-

Transformation and aggregation preprocessing for top-k recommendation GAP rules induction

Marta Vomlelova

marta@ktiml.mff.cuni.cz 0

Michal Kopecky

Peter Vojtas

vojtas@ksi.mff.cuni.cz 0 0 Faculty of Mathematics and Physics Charles University in Prague Malostranske namesti 25 , Prague , Czech Republic

In this paper we describe the KTIML team approach to RuleML 2015 Rule-based Recommender Systems for the Web of Data Challenge Track. The task is to estimate the top 5 movies for each user separately in a semantically enriched MovieLens 1M dataset. We have three results. Best is a domain specific method like "recommend for all users the same set of movies from Spielberg". Our contributions are domain independent data mining methods tailored for top-k which combine second order logic data aggregations and transformations of metadata, especially 5003 open data attributes and general GAP rules mining methods.

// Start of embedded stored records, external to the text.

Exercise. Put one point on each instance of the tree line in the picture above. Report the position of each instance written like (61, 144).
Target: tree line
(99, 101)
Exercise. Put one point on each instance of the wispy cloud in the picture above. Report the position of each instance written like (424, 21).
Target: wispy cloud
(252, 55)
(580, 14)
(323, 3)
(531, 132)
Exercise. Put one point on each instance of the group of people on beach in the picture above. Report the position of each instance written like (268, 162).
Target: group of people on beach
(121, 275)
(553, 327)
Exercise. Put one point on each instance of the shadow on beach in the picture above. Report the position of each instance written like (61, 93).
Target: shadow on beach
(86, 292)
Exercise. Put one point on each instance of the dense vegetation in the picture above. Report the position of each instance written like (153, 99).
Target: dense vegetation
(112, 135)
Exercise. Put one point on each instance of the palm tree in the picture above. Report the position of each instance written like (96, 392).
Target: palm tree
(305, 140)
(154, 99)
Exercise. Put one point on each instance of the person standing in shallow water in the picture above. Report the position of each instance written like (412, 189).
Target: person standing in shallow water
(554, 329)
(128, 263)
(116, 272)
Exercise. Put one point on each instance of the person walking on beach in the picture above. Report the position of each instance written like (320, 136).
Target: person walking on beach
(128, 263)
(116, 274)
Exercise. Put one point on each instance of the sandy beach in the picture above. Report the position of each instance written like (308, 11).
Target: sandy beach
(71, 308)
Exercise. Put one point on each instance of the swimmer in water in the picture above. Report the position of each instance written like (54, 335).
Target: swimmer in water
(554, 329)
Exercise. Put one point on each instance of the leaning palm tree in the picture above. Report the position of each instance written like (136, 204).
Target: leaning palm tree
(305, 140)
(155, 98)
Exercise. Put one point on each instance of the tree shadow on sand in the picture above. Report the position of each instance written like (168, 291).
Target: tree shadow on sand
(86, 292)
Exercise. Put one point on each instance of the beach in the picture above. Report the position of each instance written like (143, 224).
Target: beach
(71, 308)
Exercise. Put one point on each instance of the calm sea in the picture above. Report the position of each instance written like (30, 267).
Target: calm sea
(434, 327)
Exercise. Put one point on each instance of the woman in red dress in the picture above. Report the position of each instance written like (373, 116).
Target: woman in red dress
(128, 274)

Rule-based recommender systems can provide a desirable balance between the quality of the recommendation and the understandability of the explanation for the human user. This challenge targets a new type of recommender problems which uses the Web of data to augment the feature set. The participating systems were requested to find and recommend for each user a limited set of 5 items. The challenge uses a semantically enriched version of the MovieLens 1M dataset. Recommender performance is measured by F-measure at top-5 (F@5) and aggregate diversity (ILD). Compactness of explanation is measured qualitatively where good explanations involve small number of easy to understand rules.

Our best result "recommend for all users the same set of movies from Spielberg" is rather specific for this data. Our contribution is top-k focused data mining that combines data aggregations and transformations of metadata, especially 5003 open data attributes. Results are in form of simple SQL queries which can be transformed to second order logic rules. We introduce 2GAP – a second order logic variant of GAP – generalized annotated logic programming rules of [ 1 ].

In the area of recommender systems “same-data-challenges” probably the most famous is the Netflix challenge [ 8 ]. Netflix results were measured by improvement in RMSE of ranking prediction, while we find F@5 as more challenging metrics. We found relevant mining tricks in [ 7 ] and winners of 2014 ACM RecSys Challenge [ 9 ].

Going to second order logic was motivated by [ 2 ], [ 4 ] and [ 5 ]. Induction of many valued rule systems was handled in [ 6 ] (see [ 3 ]). Nevertheless in [ 6 ] data sets for induction were much smaller. We hope our method is transferable, nevertheless in this paper we did not check it on other data. 2

Data Preparation, Challenge Understanding

In this chapter we will describe our approach to processing input data.

To be able to handle data and understand them we have chosen to store them and analyze them in the relational database. The python script produced CSV files using data joins with very large results – so a standard 32bit PC or even 64bit desktop PC with usual amount of memory could not process it. Due to the size of the data, practical calculations were done using SQL queries and adapted ML tools. We converted results to simple SQL and constructed corresponding GAP rules.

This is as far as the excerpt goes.